That’s the new Volkswagen Sharan Multi Purpose Vehicle.
Just when Crossover vehicles seemed to be grabbing all the attention Volkswagen has come up trumps with a most sensible product. I feel it is stylish without any suggestion of being cumbersome. It is a sensible package.
The Sharan’s technology is based on Volkswagen’s highly acclaimed Bluemotion efficiency technology and currently for the UK market there is a choice of two petrol and two diesel engines, the less potent being partnered by a well ratioed, easy changing 6-speed gearbox as standard with the top 198 bhp 2.0-litre petrol version equipped with the selectable DSG automatic transmission. The latter unit can also be specified as a cost-extra option of some other versions.
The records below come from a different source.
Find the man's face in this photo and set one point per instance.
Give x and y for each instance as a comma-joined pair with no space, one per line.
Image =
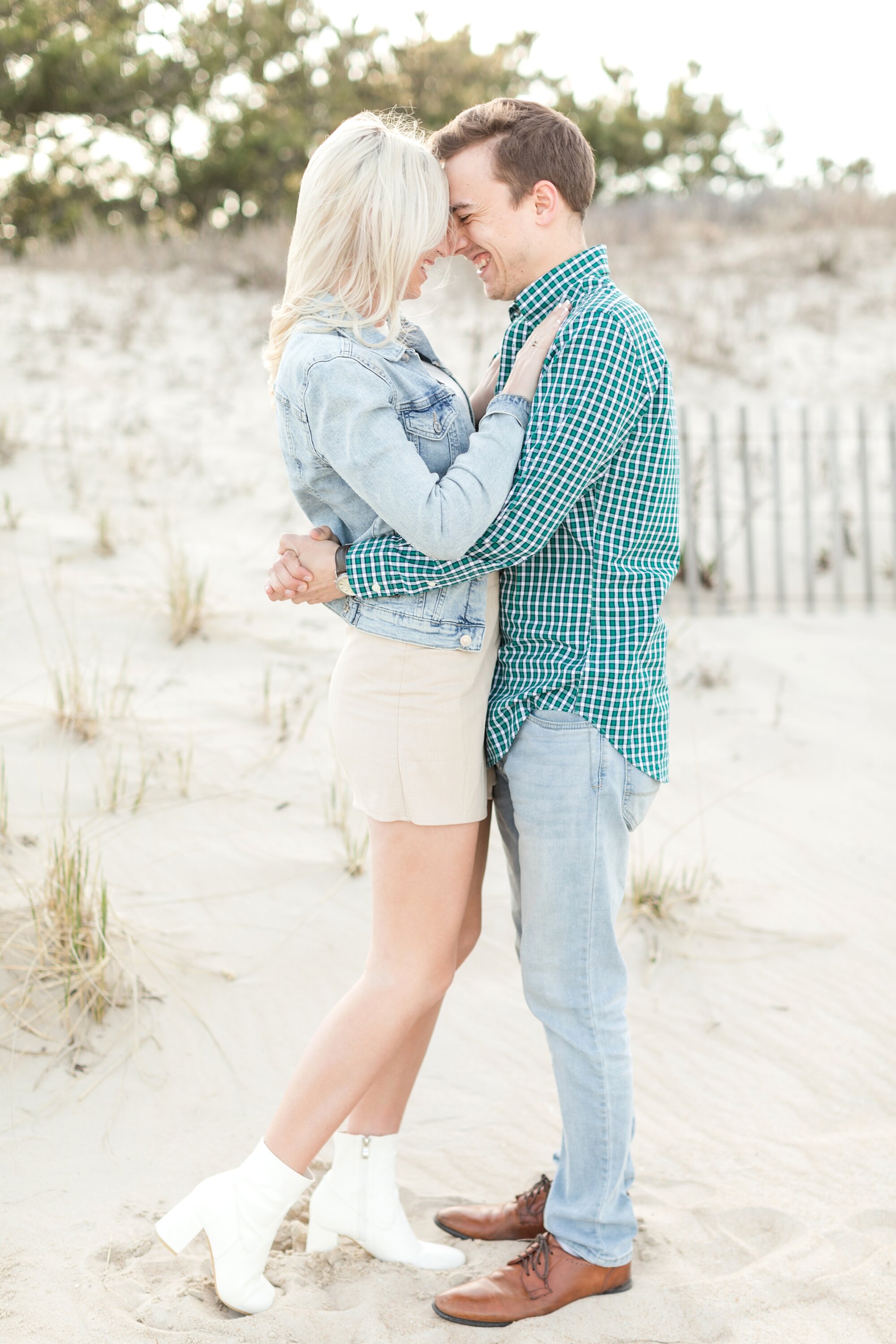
496,236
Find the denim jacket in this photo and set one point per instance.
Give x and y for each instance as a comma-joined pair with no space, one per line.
375,444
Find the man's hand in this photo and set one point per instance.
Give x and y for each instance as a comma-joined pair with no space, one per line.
307,569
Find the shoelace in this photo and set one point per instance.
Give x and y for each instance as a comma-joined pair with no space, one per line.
536,1257
531,1197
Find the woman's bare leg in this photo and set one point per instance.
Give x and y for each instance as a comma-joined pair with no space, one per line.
382,1106
421,883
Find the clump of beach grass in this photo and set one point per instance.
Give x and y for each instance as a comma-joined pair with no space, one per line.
656,891
657,897
77,698
338,811
66,961
186,599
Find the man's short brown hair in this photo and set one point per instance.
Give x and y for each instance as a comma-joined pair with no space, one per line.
532,143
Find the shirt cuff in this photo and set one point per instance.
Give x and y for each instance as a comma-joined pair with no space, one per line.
507,404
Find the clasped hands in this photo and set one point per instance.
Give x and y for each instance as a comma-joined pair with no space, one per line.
306,570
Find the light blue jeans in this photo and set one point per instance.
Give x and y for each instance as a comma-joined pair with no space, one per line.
566,801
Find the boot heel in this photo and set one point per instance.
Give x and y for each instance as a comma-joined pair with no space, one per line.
320,1238
179,1226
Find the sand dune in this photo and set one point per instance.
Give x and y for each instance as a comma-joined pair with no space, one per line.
762,1012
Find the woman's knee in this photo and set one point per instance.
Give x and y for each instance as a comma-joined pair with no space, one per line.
468,938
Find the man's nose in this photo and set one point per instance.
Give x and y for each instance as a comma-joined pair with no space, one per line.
461,241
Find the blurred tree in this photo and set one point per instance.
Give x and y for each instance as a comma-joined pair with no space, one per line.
684,147
175,115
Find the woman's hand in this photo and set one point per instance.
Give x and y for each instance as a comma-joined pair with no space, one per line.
306,570
527,366
485,392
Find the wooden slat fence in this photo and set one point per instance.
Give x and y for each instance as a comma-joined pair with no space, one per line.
789,509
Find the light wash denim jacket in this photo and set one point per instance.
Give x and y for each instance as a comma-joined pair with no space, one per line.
375,444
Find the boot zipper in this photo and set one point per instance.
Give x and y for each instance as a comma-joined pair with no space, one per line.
366,1154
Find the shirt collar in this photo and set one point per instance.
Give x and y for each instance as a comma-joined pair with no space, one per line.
582,272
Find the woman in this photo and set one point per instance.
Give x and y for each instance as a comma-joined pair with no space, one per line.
378,437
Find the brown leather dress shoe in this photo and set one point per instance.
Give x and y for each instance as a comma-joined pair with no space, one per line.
517,1221
540,1281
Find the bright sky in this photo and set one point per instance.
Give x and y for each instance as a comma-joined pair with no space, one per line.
823,73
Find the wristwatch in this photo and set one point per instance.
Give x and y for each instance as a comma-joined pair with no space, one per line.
342,576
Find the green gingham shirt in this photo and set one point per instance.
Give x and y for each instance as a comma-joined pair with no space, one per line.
587,541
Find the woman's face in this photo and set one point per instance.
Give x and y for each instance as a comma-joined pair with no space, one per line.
421,272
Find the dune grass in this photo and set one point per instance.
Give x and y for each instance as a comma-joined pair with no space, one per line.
338,811
66,961
186,599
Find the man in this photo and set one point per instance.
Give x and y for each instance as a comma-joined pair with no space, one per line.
587,546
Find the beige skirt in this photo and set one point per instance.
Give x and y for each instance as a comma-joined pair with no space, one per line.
409,725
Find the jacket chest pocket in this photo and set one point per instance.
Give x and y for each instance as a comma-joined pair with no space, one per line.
432,424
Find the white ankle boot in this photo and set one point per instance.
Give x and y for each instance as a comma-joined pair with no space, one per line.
240,1211
359,1198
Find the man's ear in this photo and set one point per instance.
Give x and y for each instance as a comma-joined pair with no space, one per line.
547,202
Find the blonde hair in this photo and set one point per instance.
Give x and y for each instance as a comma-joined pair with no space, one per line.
373,201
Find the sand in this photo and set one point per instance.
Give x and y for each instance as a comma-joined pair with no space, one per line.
762,1012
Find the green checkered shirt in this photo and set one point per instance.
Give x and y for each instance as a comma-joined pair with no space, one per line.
587,541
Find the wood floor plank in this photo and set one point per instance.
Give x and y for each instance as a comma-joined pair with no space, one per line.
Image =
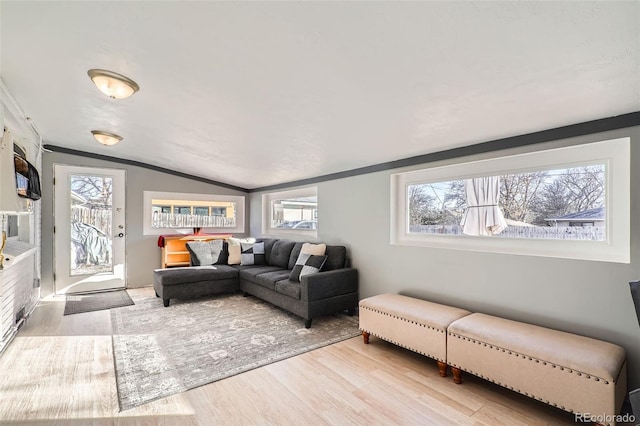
60,370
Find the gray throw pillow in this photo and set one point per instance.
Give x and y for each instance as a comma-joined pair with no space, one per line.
305,265
252,254
204,252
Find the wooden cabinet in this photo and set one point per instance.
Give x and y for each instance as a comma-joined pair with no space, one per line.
174,251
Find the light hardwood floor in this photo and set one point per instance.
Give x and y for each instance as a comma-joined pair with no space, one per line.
59,370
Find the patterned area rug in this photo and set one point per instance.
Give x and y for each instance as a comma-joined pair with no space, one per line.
78,303
162,351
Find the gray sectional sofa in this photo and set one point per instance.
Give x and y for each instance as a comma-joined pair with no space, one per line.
333,289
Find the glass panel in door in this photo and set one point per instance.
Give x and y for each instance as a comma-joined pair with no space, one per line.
91,227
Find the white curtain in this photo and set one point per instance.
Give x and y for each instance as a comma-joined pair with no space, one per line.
483,216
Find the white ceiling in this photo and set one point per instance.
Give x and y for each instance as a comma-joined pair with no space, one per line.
261,93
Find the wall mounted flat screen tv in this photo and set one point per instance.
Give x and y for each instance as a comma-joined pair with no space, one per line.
27,178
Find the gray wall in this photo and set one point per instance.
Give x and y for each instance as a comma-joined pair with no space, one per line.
585,297
143,254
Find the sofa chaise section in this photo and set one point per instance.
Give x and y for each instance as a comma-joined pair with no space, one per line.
194,281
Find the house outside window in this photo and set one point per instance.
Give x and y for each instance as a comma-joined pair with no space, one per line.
291,212
534,204
167,212
571,202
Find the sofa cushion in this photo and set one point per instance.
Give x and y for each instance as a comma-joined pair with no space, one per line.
251,272
252,254
269,279
189,274
306,264
336,258
280,253
204,252
288,288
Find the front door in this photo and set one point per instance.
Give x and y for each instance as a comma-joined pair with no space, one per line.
89,233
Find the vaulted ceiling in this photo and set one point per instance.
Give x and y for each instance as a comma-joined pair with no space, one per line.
261,93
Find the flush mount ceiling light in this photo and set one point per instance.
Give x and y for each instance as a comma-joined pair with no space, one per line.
106,138
112,84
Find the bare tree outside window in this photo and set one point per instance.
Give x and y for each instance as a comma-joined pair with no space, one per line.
539,204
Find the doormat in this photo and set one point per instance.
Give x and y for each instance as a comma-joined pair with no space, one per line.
162,351
78,303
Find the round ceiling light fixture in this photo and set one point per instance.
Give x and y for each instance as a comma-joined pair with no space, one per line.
112,84
106,138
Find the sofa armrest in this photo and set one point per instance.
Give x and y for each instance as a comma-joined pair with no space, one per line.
328,284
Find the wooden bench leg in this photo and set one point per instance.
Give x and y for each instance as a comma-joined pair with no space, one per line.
442,366
457,375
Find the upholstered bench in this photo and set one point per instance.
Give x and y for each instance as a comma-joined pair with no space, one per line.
194,281
575,373
414,324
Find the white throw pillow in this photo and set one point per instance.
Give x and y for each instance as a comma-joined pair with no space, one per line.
314,249
235,249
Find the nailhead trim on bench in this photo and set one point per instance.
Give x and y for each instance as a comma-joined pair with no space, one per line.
402,319
517,354
403,346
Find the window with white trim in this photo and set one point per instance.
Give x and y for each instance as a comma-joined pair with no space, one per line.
291,212
571,202
174,212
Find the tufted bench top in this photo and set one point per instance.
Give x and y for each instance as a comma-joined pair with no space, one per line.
423,312
581,354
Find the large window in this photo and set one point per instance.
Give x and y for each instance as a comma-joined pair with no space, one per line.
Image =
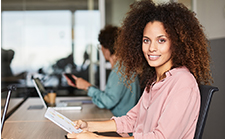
47,43
38,38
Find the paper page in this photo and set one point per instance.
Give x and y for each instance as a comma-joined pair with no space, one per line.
61,121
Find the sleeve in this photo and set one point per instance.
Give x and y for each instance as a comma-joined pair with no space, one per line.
125,124
179,116
111,96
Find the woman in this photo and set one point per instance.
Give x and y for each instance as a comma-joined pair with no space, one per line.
165,44
116,97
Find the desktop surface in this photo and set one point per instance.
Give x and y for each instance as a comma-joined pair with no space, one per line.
24,123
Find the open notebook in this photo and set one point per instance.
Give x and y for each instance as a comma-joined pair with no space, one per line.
59,106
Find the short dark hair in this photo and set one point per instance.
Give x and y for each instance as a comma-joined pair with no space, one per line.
107,37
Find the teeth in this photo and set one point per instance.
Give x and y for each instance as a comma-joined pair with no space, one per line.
153,56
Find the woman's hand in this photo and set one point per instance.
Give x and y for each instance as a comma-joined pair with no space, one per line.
83,135
81,124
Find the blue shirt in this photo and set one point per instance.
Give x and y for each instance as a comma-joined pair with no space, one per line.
117,97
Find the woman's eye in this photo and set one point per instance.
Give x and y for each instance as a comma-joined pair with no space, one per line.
145,40
162,40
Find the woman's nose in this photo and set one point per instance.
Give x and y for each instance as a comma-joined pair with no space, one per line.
152,47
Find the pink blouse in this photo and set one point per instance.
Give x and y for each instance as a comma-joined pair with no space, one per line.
169,111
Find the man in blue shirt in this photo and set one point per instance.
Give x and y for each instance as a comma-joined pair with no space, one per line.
117,96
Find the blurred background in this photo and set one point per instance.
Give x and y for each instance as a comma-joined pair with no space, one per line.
46,38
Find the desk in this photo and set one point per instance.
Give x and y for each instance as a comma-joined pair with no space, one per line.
31,124
13,104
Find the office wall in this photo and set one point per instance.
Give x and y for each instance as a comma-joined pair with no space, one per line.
211,14
215,124
116,11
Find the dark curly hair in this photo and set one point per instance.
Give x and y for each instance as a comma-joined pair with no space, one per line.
189,43
107,37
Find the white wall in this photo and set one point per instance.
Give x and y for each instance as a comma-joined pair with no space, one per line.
211,14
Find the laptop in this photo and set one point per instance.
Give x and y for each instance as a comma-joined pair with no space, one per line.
59,106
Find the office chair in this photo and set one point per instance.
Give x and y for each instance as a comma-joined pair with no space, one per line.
206,93
10,88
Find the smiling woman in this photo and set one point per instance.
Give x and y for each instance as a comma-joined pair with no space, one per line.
156,48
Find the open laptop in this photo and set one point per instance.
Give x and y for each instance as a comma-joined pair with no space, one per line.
59,106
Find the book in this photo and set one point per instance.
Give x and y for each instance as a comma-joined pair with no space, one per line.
61,121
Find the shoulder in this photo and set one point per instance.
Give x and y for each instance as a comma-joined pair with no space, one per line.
181,76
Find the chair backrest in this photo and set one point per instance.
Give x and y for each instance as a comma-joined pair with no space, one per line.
9,90
206,93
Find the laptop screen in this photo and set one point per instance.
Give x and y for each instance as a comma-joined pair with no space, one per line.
41,90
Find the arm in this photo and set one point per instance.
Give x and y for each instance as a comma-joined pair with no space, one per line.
179,113
101,126
112,94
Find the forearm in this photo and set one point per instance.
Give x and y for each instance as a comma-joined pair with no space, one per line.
102,126
105,137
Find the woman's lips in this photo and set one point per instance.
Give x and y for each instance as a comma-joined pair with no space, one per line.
153,57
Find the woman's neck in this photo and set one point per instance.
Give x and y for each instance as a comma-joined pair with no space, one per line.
112,60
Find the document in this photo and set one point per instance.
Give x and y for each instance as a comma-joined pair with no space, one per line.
61,121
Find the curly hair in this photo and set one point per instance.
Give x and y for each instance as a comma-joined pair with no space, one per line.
107,37
189,43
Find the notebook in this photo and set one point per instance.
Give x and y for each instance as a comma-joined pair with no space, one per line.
59,106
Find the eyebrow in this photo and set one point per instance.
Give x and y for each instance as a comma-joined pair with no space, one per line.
157,36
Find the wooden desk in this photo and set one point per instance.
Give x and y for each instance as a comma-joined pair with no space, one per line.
31,124
13,104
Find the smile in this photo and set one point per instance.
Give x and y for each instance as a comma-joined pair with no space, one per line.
153,57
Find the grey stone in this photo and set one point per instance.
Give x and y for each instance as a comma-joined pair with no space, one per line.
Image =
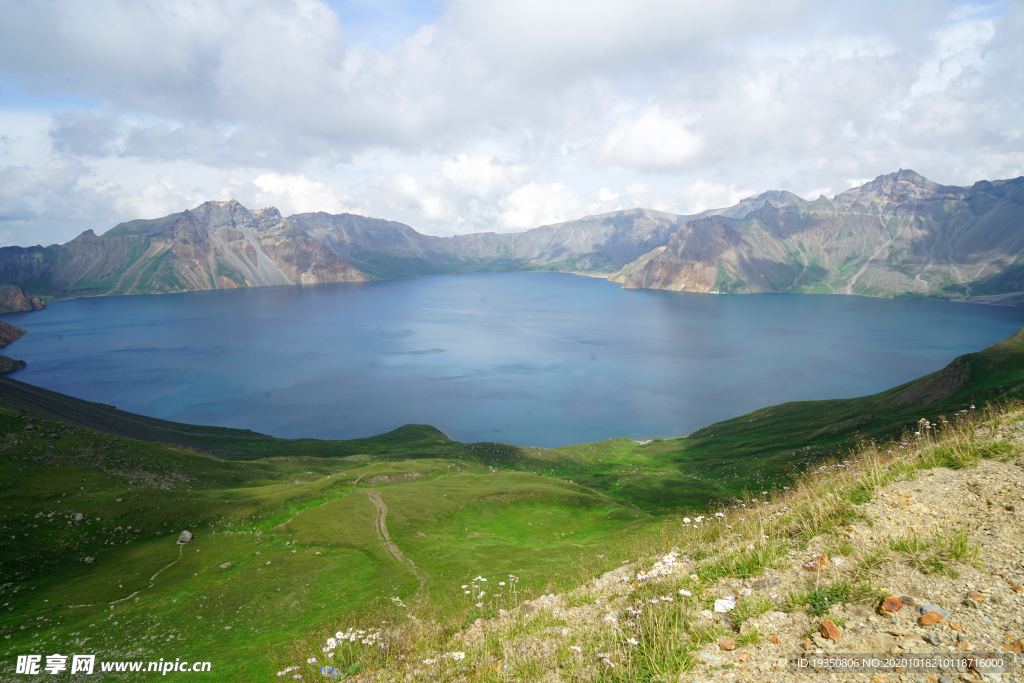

Four trim versions are offered, S, SE, SEL and Executive, the first three come with a seven-seat format as standard, the latter, designed for the business market, provides six leather upholstered seats.
Initially the most obvious change over the previous Sharan which shared its DNA with the Ford Galaxy and SEAT Alhambra, is the provision of easy operating sliding rear doors that makes for an easier life in tight car parks, more safety when unloading younger occupants and relatively easy access to both rear rows of seats.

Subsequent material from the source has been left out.